Menurut dia, faktor yang paling mendasari kasus ini sering bermunculan lantaran terletak pada krisis budaya yang semakin merosot, krisis mural dan perekonomian di Indonesia yang kian memprihatinkan. Belum lagi fenomena ini tidak adanya regulasi dan pengawasan yang tidak berjalan dengan baik.

"Dikarenakan faktor minimnya pendidikan, ekonomi dan teknologi. Oleh sebab itu pendidikan budi pekerti di hidupkan kembali," ucap dia.

Ribka menyarankan, modus kejahatan seks perlu adanya bimbingan yang khusus bukan penerapan hukuman yang berpegang pada aturan yang berlaku. Pasalnya, hukuman bukan merupakan hal yang membuat pelaku jera.

"Tidak usah dihukum, dikasih bimbingan moral saja agar nantinya mereka menyadari. Tapi bimbingan ini tentunya perlu adanya pengawasan yang lebih diperketat," jelasnya.

Bagi Ribka, fenomena ini memang menunjukkan kemorosotan moralitas bangsa saat ini. Minimnya perhatian pemerintah untuk mengatasi permasalahan sektor ini sehingga menyebabkan masalah besar bagi negara.

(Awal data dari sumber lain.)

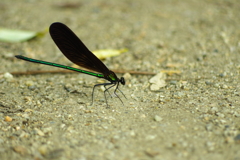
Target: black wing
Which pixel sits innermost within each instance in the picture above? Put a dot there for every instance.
(74, 49)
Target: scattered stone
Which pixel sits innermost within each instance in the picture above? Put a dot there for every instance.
(8, 119)
(157, 118)
(20, 149)
(8, 76)
(158, 81)
(237, 139)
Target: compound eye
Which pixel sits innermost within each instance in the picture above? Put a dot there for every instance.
(122, 80)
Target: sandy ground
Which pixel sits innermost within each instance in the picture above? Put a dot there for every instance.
(196, 116)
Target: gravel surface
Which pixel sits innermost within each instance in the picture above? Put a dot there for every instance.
(195, 115)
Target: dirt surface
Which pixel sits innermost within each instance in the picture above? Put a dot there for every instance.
(196, 116)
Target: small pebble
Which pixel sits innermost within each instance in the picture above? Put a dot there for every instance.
(20, 149)
(8, 76)
(8, 119)
(29, 83)
(237, 138)
(157, 118)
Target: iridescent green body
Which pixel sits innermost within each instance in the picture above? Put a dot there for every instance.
(74, 49)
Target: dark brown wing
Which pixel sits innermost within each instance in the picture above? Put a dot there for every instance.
(74, 49)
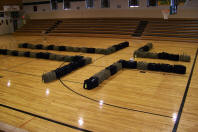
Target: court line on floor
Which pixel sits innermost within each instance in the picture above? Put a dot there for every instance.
(112, 105)
(45, 118)
(185, 95)
(29, 74)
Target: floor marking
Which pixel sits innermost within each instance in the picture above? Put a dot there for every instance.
(112, 105)
(45, 118)
(185, 95)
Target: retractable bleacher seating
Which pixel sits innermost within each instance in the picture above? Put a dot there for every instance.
(174, 30)
(36, 27)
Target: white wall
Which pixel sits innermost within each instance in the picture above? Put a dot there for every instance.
(189, 10)
(4, 28)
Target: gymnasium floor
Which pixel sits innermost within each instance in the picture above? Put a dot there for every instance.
(130, 101)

"Memang sudah saatnya pemerintah untuk menseriusi masalah ini. Terutama Diknas," tegas dia.

Senada dengan Ribka, Anggota Komisi IX, Indra menilai dalam kasus ini si anak pernah menjadi korban kejahatan seksual. Lalu kemudian si anak mengajak teman-temannya untuk mengikutinya. Sehingga berurutan menjadi suatu fenomena yang dapat dikatakan modus baru.

"Saya yakin kasus ini pasti ada sindikat, tidak mungkin bergerak sendiri. Mereka mempunyai komplotan sehingga ini mencakup akar-akar pelaku," ujarnya saat dihubungi merdeka.com, Sabtu (15/6).

Dia menambahkan, munculnya kasus ini menandakan bahwa bangsa Indonesia memang sudah tidak lagi kemoralitasan. Mulai dari masalah anak-anak hingga rumah tangga. Ekonomi penyebab utama masalah ini kerap kali bermunculan.

"Ekonomi lalu kemiskinan hal yang padu untuk mengkotakan masalah ini. Apalagi jika nanti BBM dinaikkan semakin banyak saja rakyat yang semakin menderita dan jatuh miskin," ujar dia.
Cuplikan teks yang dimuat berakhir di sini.